La verifica potrà essere fatta prima, dopo la gara o durante le prove ufficiali.

3. Assegnazione Titoli. Il titolo di vincitore del Trofeo Toscana Minimoto si assegna all’atleta

che ottiene il punteggio totale più alto nella somma delle gare organizzate. Non si

possono sommare punti ottenuti in classi diverse.

4. Qualifiche. Le qualifiche cronometrate si disputano in due turni di 5 minuti per ogni classe.

Per la posizione in griglia vale il miglior tempo assoluto ottenuto. Nel caso una classe abbia

un numero di iscritti superiori alla capienza della pista, i piloti per effettuare le qualifiche

saranno divisi in due gruppi ( in base al numero di gara), poi secondo i tempi riportati in

prova; i due gruppi correranno separatamente e i piloti otterranno il punteggio in base

all’ordine di arrivo complessivo ( pur mantenendo separati i due gruppi).

5. Procedura di partenza. I piloti devono presentarsi presso il cancello di ingresso pista

entro10 minuti dall’inizio della corsa, per il montaggio dei transponders. Al segnale del

Direttore di Gara essi si porteranno sulla propria posizione in griglia a motore spento, con

tutta la moto dietro l’apposita marcatura di posizione; ultimata la predisposizione in griglia, il

Direttore di Gara ordina la chiusura dei cancelli (eventuali ritardatari non potranno più

accedere alla pista) e impartirà le ultime indicazioni per la partenza. Al segnale di via libera si

procede celermente con 1 giro di riscaldamento e ricognizione per tornare in griglia,

correttamente seduti sulla moto e coi motori accesi, dove il Direttore di Gara darà il Via. Il Via

viene dato con lo spegnimento della luce rossa del semaforo (2/5 secondi dopo l’accensione)

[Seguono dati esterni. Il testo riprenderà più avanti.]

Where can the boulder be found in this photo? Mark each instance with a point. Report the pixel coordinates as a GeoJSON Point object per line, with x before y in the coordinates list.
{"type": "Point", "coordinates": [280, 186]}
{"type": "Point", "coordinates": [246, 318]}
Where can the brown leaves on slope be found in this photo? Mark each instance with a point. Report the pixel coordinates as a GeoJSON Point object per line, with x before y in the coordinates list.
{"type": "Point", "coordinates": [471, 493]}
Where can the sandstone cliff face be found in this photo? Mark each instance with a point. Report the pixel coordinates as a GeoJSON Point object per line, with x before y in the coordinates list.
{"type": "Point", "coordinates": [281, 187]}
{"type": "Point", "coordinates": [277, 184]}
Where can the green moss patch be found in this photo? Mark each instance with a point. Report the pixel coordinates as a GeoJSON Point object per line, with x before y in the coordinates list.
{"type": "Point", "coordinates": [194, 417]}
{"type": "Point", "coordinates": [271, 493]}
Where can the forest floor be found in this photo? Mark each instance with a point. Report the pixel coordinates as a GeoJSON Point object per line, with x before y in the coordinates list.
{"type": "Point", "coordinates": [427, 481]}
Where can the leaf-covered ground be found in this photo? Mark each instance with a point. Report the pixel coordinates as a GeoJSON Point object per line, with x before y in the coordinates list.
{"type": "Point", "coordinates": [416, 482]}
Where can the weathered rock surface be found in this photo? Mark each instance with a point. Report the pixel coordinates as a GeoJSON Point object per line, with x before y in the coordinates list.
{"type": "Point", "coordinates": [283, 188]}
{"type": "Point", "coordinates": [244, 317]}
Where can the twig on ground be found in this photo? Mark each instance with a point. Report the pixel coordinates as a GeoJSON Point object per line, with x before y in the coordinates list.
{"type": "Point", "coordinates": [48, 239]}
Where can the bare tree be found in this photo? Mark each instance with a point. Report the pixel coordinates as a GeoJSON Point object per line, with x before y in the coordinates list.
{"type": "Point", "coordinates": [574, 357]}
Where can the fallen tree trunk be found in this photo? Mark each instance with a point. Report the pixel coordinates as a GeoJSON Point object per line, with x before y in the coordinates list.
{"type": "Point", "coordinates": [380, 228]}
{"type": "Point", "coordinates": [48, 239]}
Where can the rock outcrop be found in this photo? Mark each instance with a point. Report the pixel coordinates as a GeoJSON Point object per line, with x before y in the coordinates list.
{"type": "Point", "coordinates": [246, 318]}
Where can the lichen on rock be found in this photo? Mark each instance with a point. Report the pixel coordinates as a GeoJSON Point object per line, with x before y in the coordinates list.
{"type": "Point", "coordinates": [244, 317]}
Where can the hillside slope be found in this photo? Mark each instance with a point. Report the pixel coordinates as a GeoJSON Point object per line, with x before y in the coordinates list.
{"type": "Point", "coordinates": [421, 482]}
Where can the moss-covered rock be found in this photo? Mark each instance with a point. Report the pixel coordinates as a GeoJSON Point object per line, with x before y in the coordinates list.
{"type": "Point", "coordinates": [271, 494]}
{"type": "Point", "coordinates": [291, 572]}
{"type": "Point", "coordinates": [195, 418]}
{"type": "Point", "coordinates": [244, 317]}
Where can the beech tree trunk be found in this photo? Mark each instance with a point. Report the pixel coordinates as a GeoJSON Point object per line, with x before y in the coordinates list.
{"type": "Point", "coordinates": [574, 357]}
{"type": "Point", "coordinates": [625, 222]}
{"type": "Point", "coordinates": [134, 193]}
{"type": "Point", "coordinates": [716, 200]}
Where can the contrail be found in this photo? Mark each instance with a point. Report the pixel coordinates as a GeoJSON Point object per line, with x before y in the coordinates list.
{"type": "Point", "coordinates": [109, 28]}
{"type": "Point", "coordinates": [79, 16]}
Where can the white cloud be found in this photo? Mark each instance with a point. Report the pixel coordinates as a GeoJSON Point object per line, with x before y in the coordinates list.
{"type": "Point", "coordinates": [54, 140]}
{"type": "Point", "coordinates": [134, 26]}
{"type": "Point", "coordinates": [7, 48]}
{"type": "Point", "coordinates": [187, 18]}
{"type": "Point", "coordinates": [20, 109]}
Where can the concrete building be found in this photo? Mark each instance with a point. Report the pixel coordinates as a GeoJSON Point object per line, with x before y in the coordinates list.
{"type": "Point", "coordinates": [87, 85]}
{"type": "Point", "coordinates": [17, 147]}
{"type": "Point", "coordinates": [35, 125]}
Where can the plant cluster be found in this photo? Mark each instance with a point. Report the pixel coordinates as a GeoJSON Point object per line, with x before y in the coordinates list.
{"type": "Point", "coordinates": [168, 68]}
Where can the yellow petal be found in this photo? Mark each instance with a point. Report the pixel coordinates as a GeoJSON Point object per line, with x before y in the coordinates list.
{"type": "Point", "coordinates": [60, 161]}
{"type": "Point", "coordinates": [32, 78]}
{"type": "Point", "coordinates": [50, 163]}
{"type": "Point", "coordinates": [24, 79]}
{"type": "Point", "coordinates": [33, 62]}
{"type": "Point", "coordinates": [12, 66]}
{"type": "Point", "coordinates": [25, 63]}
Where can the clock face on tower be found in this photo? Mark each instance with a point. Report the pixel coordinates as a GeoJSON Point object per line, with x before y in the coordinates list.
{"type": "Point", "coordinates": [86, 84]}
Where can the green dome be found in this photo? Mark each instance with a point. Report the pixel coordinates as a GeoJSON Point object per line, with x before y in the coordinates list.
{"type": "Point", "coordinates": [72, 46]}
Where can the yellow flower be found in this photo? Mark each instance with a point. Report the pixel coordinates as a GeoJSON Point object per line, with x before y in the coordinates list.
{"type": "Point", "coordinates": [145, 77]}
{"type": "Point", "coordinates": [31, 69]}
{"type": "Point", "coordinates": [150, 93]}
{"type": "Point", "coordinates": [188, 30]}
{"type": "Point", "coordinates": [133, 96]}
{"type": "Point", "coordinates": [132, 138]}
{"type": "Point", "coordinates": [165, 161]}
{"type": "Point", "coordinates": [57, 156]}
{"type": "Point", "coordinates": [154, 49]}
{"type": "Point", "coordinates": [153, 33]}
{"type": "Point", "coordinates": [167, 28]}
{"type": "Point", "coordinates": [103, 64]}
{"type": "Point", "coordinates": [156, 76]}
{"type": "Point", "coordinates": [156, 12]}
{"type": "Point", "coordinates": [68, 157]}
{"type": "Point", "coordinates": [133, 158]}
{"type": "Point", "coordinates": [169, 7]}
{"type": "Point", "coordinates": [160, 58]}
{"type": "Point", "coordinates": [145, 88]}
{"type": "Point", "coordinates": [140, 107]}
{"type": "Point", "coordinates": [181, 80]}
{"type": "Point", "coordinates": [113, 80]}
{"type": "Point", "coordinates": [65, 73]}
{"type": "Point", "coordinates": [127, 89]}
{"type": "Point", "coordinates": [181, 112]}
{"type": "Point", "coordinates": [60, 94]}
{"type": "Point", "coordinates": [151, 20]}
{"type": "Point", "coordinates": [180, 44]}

o con lo sventolio della bandiera Italiana (dall’alto verso il basso). Qualora una minimoto

presenti avaria, la stessa e il pilota dovranno allontanarsi dalla zona di partenza. Solo nel

caso di rottura del sistema di avviamento, saranno concessi 2 minuti per il ripristino.

6. La corsa. Inizia con il segnale di via e termina con l’esposizione della bandiera a scacchi.

7. Corsa sospesa. In caso di sospensione delle qualifiche cronometrate per pioggia o altro,

queste verranno riprese al più presto ripartendo dalla interruzione. Se la corsa

(Finale) si sospende entro il compimento dei primi 3 giri, si riprenderà da capo, altrimenti si

dovranno compiere i giri rimanenti con un nuovo schieramento in base alla classifica

parziale; in questo caso, la classifica viene stilata con la somma dei 2 Ordini di Arrivo. Se la

corsa viene sospesa dopo aver percorso il 75% dei giri previsti, la corsa si riterrà conclusa

con la classifica stilata in base al giro precedente l’interruzione. Se la corsa viene interrotta

dopo il compimento del 35% dei giri e prima del 75% , e per forza maggiore non può essere

ripresa, la gara si ritiene conclusa e verrà assegnato il punteggio dimezzato. Se la corsa

viene interrotta prima del compimento del 35% dei giri, e per forza maggiore non può essere

ripresa, la gara si ritiene rinviata o annullata.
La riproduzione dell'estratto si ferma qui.